Henry V is, in many ways, the weakest in the tetralogy and it’s perhaps one of Shakespeare’s weakest plays. 

Tony Tanner does point out, though, that Henry V isn’t saintly and perfect as people say. I like his analysis of Fluellen’s speech in Act 4 scene 7—Tony Tanner then says:

“The unavoidable implication of Fluellen’s inspired concatenation is that this is a king who, when it comes to it, is willing to kill his enemies and his friends.” (ibid.)

Beneath his public exterior of piety, chivalry, and regality, Henry can be a man of “rages, furies, wraths, cholers, moods”.

The essay should be read in its entirety, but the most interesting bit is that Shakespeare removes everything about Henry’s tactics for the battle of Agincourt. There are no details whatsoever, as though they have no strategy and rely on God. 

9/ Much has been said about Nell Quickly’s account of Falstaff’s death, so I won’t say more. Instead, I’d like to draw attention to the final scene of the play: when courting Katherine of France, Henry doesn’t come across as very nice, does he?  


  1. Good write-up. Also it's interesting to note that Shakespeare writes the play to basically imply that the entire expedition was forged by cynical priests who were wary about taxes (or something like that). My edition of the play (Oxford) noted that many productions eliminate/truncate the clergy's lines that open the play, but I think that those lines are essential for interpreting what follows. Rather than a heroic invasion, Shakespeare seems to be (and not even with excess subtlety) saying that Henry V was just tricked by scheming Archbishops into launching an unnecessary war.

    I agree that it is a weaker play than the other Henrys, but there are some really great spots, like that conversation you cited above with the Dauphin and other French noblemen. I loved all the scenes with the French noblemen.

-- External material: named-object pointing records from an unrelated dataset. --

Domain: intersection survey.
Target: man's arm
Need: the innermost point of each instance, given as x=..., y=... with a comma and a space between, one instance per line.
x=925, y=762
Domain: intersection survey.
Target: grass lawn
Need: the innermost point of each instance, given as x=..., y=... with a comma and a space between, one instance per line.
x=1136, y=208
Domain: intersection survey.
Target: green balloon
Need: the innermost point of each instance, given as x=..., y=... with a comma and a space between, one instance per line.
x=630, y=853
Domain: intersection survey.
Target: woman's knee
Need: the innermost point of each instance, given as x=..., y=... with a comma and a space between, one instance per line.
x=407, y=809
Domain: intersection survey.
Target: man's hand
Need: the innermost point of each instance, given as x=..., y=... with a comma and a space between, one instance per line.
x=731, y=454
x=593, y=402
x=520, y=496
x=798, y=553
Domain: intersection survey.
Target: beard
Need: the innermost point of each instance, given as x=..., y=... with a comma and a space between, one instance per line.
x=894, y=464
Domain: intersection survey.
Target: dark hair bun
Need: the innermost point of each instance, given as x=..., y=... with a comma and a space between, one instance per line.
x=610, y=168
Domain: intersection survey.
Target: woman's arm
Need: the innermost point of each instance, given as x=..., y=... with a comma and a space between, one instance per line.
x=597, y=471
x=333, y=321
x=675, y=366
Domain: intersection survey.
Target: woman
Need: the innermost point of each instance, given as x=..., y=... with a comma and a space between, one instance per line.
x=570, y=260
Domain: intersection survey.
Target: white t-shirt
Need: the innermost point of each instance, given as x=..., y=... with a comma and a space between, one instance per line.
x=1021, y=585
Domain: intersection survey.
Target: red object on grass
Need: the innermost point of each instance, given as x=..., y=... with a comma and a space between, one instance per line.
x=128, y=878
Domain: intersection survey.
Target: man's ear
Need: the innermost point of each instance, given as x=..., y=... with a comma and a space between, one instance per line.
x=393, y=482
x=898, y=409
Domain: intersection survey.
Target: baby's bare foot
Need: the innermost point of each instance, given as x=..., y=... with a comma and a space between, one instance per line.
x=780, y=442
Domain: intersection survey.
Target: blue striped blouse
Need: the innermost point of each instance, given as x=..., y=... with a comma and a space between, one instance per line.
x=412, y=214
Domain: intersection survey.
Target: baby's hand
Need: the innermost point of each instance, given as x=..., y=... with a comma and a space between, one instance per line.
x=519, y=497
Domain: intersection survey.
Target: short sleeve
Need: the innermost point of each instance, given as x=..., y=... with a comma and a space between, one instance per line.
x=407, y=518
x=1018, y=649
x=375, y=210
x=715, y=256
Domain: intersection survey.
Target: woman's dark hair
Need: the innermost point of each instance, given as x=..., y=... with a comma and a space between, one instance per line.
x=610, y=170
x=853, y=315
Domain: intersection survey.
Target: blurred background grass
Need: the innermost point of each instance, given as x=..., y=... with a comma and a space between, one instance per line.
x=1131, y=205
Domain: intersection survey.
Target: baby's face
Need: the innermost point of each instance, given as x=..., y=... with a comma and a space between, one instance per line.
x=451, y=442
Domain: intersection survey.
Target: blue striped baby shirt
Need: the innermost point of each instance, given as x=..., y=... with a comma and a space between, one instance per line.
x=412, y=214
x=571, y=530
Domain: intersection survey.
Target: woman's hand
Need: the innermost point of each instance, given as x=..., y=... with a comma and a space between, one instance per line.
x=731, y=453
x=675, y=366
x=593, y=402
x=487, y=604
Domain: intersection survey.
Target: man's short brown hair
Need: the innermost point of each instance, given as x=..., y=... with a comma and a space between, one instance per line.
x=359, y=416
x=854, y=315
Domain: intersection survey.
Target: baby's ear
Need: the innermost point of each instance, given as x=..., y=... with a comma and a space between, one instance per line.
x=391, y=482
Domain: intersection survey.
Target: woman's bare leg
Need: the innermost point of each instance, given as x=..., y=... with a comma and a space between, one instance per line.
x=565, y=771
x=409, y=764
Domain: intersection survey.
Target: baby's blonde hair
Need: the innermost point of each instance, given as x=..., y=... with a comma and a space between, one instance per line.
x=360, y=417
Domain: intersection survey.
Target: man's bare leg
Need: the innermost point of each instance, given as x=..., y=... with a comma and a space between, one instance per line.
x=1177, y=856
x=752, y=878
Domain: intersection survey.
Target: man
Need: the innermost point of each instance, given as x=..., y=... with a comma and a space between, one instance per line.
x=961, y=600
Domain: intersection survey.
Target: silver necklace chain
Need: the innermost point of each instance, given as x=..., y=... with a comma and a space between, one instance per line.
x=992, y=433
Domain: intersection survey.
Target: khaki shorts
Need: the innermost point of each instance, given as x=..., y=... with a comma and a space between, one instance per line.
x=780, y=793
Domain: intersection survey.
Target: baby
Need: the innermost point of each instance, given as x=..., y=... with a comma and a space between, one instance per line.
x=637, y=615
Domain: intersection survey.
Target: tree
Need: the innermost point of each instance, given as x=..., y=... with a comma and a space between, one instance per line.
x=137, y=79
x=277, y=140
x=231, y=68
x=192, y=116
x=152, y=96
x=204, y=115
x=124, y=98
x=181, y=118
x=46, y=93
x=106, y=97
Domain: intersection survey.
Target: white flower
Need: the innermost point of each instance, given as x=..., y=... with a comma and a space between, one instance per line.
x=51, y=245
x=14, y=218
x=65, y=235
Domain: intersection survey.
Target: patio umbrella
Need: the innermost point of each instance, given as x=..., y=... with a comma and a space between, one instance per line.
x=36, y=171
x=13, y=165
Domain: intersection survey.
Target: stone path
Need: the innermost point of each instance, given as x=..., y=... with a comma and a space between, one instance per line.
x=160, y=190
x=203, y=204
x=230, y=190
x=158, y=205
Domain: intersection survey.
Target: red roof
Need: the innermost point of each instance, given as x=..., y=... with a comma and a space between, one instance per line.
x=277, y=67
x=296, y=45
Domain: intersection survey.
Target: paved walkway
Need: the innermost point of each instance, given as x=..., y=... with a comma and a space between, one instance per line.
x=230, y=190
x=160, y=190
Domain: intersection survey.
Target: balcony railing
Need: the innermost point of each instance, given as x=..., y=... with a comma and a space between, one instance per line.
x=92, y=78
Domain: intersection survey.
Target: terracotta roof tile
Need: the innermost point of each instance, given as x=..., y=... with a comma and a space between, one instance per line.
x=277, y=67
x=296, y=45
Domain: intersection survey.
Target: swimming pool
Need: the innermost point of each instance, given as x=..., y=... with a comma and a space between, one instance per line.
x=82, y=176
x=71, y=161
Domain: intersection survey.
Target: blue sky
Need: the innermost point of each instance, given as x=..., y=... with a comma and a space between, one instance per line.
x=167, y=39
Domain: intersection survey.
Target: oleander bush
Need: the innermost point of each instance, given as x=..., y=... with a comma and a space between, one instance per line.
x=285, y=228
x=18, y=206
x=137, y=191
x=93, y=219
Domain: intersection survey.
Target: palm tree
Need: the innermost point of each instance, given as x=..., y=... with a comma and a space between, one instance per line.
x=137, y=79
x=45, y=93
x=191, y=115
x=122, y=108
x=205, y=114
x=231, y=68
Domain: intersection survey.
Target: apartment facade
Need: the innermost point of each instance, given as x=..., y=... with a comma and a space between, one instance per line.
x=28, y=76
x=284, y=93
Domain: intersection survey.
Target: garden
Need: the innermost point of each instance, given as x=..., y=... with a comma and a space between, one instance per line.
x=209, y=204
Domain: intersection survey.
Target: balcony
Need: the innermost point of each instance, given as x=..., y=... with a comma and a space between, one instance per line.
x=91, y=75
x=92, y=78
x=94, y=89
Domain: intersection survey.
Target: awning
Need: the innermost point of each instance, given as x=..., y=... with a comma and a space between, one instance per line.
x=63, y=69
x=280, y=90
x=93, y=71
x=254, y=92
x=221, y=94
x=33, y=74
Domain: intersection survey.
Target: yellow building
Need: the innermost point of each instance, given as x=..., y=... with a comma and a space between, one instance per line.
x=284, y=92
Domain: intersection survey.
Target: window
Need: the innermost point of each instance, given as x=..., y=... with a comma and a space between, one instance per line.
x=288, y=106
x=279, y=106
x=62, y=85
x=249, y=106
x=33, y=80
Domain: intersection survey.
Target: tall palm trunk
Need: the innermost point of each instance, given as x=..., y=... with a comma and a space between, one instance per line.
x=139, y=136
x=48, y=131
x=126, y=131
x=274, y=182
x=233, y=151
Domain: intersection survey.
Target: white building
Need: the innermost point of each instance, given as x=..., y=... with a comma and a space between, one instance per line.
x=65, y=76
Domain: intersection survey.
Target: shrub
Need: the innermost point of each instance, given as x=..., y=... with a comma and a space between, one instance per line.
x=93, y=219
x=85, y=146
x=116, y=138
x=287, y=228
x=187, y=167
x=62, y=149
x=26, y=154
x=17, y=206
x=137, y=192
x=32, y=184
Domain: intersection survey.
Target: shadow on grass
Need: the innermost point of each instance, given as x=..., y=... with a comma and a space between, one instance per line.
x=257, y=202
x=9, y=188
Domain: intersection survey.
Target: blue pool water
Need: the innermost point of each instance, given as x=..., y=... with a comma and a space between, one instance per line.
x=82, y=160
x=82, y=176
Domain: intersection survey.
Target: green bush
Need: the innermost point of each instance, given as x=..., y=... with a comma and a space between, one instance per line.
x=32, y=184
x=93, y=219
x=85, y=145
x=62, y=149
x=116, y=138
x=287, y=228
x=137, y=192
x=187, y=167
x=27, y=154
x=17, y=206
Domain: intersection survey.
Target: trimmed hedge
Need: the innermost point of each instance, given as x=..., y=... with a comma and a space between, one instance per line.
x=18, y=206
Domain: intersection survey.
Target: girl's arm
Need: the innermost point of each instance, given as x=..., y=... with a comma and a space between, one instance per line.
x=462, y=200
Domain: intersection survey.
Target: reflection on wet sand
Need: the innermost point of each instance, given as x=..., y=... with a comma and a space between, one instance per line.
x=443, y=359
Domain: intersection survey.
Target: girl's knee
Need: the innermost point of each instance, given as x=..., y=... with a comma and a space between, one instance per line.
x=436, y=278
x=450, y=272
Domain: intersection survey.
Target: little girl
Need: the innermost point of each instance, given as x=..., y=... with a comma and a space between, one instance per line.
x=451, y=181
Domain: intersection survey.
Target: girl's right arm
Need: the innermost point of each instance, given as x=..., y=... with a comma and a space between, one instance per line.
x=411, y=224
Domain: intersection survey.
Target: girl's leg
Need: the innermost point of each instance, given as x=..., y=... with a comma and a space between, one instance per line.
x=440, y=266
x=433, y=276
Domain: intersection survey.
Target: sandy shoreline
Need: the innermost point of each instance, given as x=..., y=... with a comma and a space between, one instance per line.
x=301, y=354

    1. Yeah I noticed those lines, though I thought that he also wanted to invade France and just wanted an excuse, a justification of sorts.
      Henry V isn't a really bad play, I think, but after Richard II and the 2 Henry IV plays, it's just much weaker. I'm not sure what to make of the dissonant notes in the play, like how much they undermine the whole patriotic tone.